Xia Ling se quedó estupefacto por un rato después de que Liu Ying se lo contara, y luego miró a las mujeres.
—¿Todas ustedes lo sabían?
Ellas le asintieron, y Chen Xue respondió: —Francamente, nosotras mismas nos enteramos no hace mucho, Padre.
Xia Ling suspiró.
No sabía qué decir, ni entendía por qué su nieto se lo ocultaba.
Luego, volvió a preguntar: —¿Entonces qué hizo que el Pequeño Tian se pusiera así?
Además, parece muy enfadado.
—En realidad, se puso así por la Hermana Yuhe, porque lo rechazó, Padre —respondió Liu Ying con una sonrisa amarga.
El ambiente en la habitación se volvió silencioso al instante; estaban conmocionados al oírlo.
Solo Xia Ning permaneció tranquila, porque los había observado la noche anterior.
Luego, Liu Ying continuó—: Como todos sabemos, Hong Chen está encaprichado con la Hermana Yuhe.

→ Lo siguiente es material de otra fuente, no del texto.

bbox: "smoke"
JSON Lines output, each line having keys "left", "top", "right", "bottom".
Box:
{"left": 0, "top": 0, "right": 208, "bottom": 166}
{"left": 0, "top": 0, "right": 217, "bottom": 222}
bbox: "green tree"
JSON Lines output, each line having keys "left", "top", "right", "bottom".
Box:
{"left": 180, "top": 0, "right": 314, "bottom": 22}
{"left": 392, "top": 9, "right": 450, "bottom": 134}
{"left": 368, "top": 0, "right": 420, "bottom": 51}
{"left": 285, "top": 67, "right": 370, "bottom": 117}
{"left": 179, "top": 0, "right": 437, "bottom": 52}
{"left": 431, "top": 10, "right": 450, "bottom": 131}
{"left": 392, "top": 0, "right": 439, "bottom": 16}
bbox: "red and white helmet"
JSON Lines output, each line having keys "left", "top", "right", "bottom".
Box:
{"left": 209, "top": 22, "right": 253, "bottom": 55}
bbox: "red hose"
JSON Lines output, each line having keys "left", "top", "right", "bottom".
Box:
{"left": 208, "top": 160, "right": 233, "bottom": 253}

Incluso se atreve a usar cualquier medio para conseguirla.
Por eso la Hermana Yuhe rechazó a Tian, y eso lo enfadó de verdad.

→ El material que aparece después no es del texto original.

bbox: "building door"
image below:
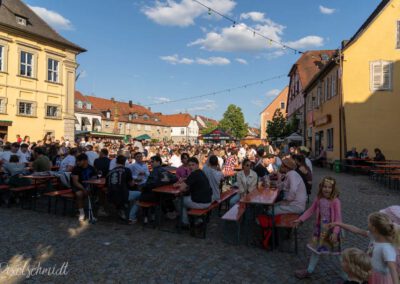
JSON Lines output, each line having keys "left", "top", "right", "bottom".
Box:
{"left": 315, "top": 130, "right": 324, "bottom": 156}
{"left": 0, "top": 126, "right": 8, "bottom": 139}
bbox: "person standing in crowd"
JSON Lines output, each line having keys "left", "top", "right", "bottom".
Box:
{"left": 230, "top": 158, "right": 257, "bottom": 206}
{"left": 300, "top": 147, "right": 313, "bottom": 174}
{"left": 275, "top": 157, "right": 307, "bottom": 215}
{"left": 94, "top": 148, "right": 111, "bottom": 177}
{"left": 202, "top": 155, "right": 224, "bottom": 202}
{"left": 71, "top": 154, "right": 97, "bottom": 221}
{"left": 85, "top": 144, "right": 99, "bottom": 166}
{"left": 178, "top": 157, "right": 212, "bottom": 227}
{"left": 32, "top": 147, "right": 51, "bottom": 172}
{"left": 106, "top": 155, "right": 135, "bottom": 221}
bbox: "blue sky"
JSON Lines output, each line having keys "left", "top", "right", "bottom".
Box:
{"left": 24, "top": 0, "right": 381, "bottom": 127}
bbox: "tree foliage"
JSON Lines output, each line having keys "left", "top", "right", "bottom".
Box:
{"left": 200, "top": 121, "right": 219, "bottom": 135}
{"left": 219, "top": 104, "right": 248, "bottom": 139}
{"left": 266, "top": 109, "right": 291, "bottom": 141}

Xia Ling se sujetó y masajeó la cabeza, que le daba vueltas.
Estaba realmente conmocionado al oírlo.
Sintió que su nieto se había vuelto demasiado loco; incluso se atrevió a seducir a su reina.
—De todos modos, no tienes que pensar demasiado en Tian, Padre.
Estoy segura de que Tian no actuará de forma imprudente —dijo Liu Ying con confianza.
Entonces Chen Xue también añadió: —Lo que ha dicho Ying’er es cierto, Padre.
Yo también creo que el Pequeño Tian no actuará precipitadamente.
Después de eso, discutieron algunas cosas y luego volvieron a sus actividades mientras esperaban que Xia Tian regresara, porque no sabían adónde había ido.